At the beginning of August, Seymour appealed to Lincoln about the draft, asking that it be rescinded on the hope that the ranks could instead be filled with patriotic volunteers. Lincoln, who had once overridden the Supreme Court itself on the issue of martial law, chose to obey the governor, waiting from August 1–6.
On August 7, Seymour sent Lincoln a report that supposedly detailed the various injustices of the Conscription Act, including placing an undue burden for men upon various New York districts. Lincoln replied that he considered “time as being very important, both to the general cause of the country, and to the soldiers already in the field,” and therefore the draft needed to continue. However, he did lower the quotas for the districts that Seymour cited as unjust. Furthermore, he also allowed Seymour to apply for a large number of “credits” against the draft quotas. Credits were given, in the words of General Fry, “for all volunteers and militia furnished from the beginning of the rebellion, and fairness, as well as the terms of the law, called for an adjustment of accounts.” Credits reduced the number of troops that the federal government could demand, effectively culling the draft rolls.

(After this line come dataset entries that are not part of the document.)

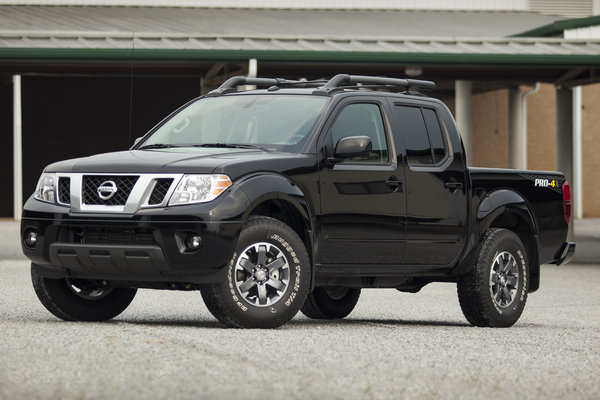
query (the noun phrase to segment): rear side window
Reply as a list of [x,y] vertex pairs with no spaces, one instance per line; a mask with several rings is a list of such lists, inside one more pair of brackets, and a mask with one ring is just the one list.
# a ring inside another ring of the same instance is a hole
[[432,165],[446,157],[446,144],[435,111],[430,108],[396,106],[400,128],[411,165]]

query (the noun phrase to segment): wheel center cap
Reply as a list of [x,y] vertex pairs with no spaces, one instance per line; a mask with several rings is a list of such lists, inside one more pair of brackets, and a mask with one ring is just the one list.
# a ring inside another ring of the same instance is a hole
[[254,274],[254,277],[256,278],[257,281],[264,282],[264,281],[267,280],[267,271],[265,271],[264,269],[260,268]]

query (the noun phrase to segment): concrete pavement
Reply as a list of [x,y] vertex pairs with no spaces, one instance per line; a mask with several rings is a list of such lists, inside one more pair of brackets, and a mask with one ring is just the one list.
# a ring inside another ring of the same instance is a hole
[[140,290],[105,323],[58,320],[26,260],[0,261],[0,399],[569,399],[600,393],[600,268],[544,266],[508,329],[453,284],[364,290],[341,321],[225,329],[197,292]]

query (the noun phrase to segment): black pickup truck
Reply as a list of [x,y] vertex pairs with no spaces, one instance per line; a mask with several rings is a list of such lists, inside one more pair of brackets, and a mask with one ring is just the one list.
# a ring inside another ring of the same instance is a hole
[[102,321],[138,288],[200,290],[225,325],[272,328],[456,282],[471,324],[513,325],[540,264],[573,256],[569,185],[468,168],[434,87],[234,77],[130,150],[49,165],[21,225],[39,299]]

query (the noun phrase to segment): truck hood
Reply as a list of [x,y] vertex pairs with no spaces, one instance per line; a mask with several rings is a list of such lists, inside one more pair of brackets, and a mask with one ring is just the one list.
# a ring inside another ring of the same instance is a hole
[[301,168],[306,156],[253,149],[174,148],[130,150],[59,161],[46,172],[74,173],[229,173],[235,179],[258,170]]

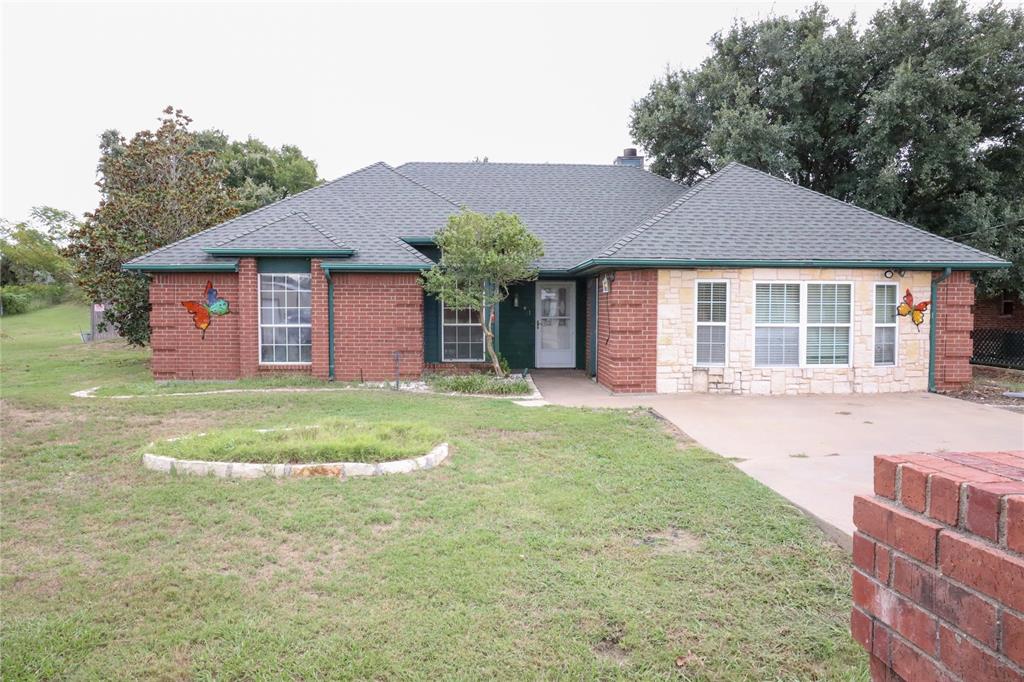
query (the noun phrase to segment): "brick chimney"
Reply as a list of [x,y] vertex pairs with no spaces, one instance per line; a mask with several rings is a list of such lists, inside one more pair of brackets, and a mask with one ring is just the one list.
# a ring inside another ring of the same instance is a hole
[[644,167],[644,157],[637,156],[636,147],[626,147],[622,150],[622,156],[616,156],[612,163],[616,166]]

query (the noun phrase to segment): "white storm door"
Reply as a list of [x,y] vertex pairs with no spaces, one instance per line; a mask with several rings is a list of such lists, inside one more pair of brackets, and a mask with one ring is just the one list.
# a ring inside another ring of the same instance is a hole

Lincoln allowed these measures in spite of the Union’s pressing need for men, and despite the administration taking all measures to ensure that the draft progressed unimpeded throughout the rest of the nation. The administration could not risk losing a city as valuable as New York.
Seymour (and, by extension, the Democratic Party) had accomplished their aims. By lowering quotas and claiming credit, Seymour managed to convince the administration that the draft quota for New York should be lowered from twenty-six thousand men to twelve thousand, a reduction of over 50 percent. While the draft had not been canceled, this was a symbolic victory: Only by making concessions to the Democratic powers in New York could Lincoln achieve Republican aims.
A second draft, now totally defanged, was initiated with little difficulty on August 19. In a letter to Washington on July 28, General Caney had written that “the volunteer recruits in the neighborhood and the State militia furnish in numbers a sufficient force for this purpose, but it will be questionable how far the local troops may be relied on in the event of an outbreak.” These local troops, however, made sure that everything ran smoothly. The ten thousand federal troops in the city, camped along the city’s major arteries and thoroughfares, never had to move into action.
After all the blood, rhetoric, and negotiation, only 35,882 men went off to the war, out of 291,000 names drawn in New York. While this constitutes a sizable fraction of the 162,000 men drafted between July 1863 and December 1864, it is a pittance compared to the number of men that the Republican administration could have drawn upon, had the draft not been resisted.
The Republican Party was ready and willing to declare martial law in other parts of the country, from Baltimore to Wisconsin, with little fear of consequences. Their refusal to do the same in New York City in the aftermath of the Draft Riots, even with the city’s pugnacity and seditionist impulses, is an anomaly; but it also shows how local power can sometimes repulse something as powerful as a federal government.